Review: ‘Jackie’ 2016

A Masterclass in the creation of an Icon

‘Don’t let it be forgot, that once there was a spot, for one brief shining moment, that was known as Camelot’. The unconventional, poetic and expressionistic film ‘Jackie’ refers more than once to the lyric sang Richard Burton in the Broadway musical, one of JFK’s favourites, to describe glamorous, the shining moment that was the Kennedy presidency. Camelot, the word that evokes a world of mythological chivalry and beauty. A journalist in the film refers to the ‘spectacle’ of that time and in one of the most fascinating scenes Bobby Kennedy wonders if they will merely be remembered as the ‘beautiful people’. I cannot think of a Presidency in the US or any other Western democracy that comes close to matching the iconic glamour and mythology of the Kennedy administration and the poise and grace of its First Lady Jackie. As the Obamas leave office, Barrack and Michelle have left us whispers and echoes of that glittering period. Many historians point to the assassination and funeral of JFK, the two historical moments depicted in the film, as an epochal turning point, ushering in a new period of social and moral upheaval that ended the cohesiveness and stability of the immediate postwar period.

This nature of the ‘icon’ and ‘myth’ versus the reality becomes the central theme of the film as Jackie, at face value, tries to maintain Jack’s legacy by orchestrating a funeral that matches Lincoln’s but as the film reveals is also crafting her own legacy. Jackie an intensely private woman is shown both in her public iconic persona in the first televised tour of the White House in 1961 and then in her moments of shock and despair after the assassination. Natalie Portman, in one of the best performances of the year, expertly navigates the vast gulf between what the public saw and who she really was. The film is structured around an interview with a journalist in the time after the funeral in which she crafts her legacy. There are moments where she explains the importance of her role in preserving the art and artefacts of the White House poetically describing how artefacts and art survive long after our deaths and create our legacy.

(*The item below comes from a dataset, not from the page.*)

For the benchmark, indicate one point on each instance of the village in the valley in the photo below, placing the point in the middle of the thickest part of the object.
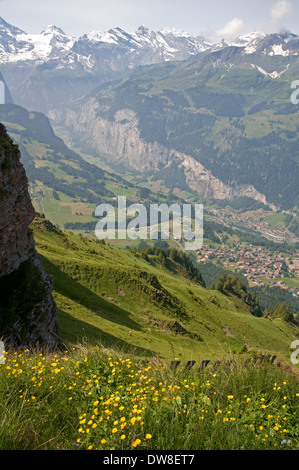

The film contrasts her adversarial sparing with the journalist in search of a ‘story’, moulding and projecting her iconic image, with her intensely private and revealing conversation with a Catholic priest in which she reveals her doubt, frailty and deep sadness. To the journalist she states things like ‘I don’t smoke’ while holding a cigarette and ‘don’t for one minute think I’ll let you publish that’. This contrasts to the words she says to the priest ‘people like to believe in fairytales’ and ‘sometimes the men we read about on the page are more real than the ones standing next to you’. Jack was flawed and so was Jackie and yet the film shows a heartbroken woman who knew how to maintain and insure that the legacy they had created together would persevere. Do we really want the truth? There is so much that is unknown about the assassination, about Jack and especially the private Jackie. We say we want truth but truly crave the myth. Ultimately the mask becomes more real than what is beneath. There is not better suited medium to capture the nature of the ‘icon’ than film a medium that is a machine for creating myth, stars and dreams. The very film Jackie itself is at a meta level doing what Jackie in the film does. It reveals aspects of the truth ultimately creating and maintaining the beautiful myth.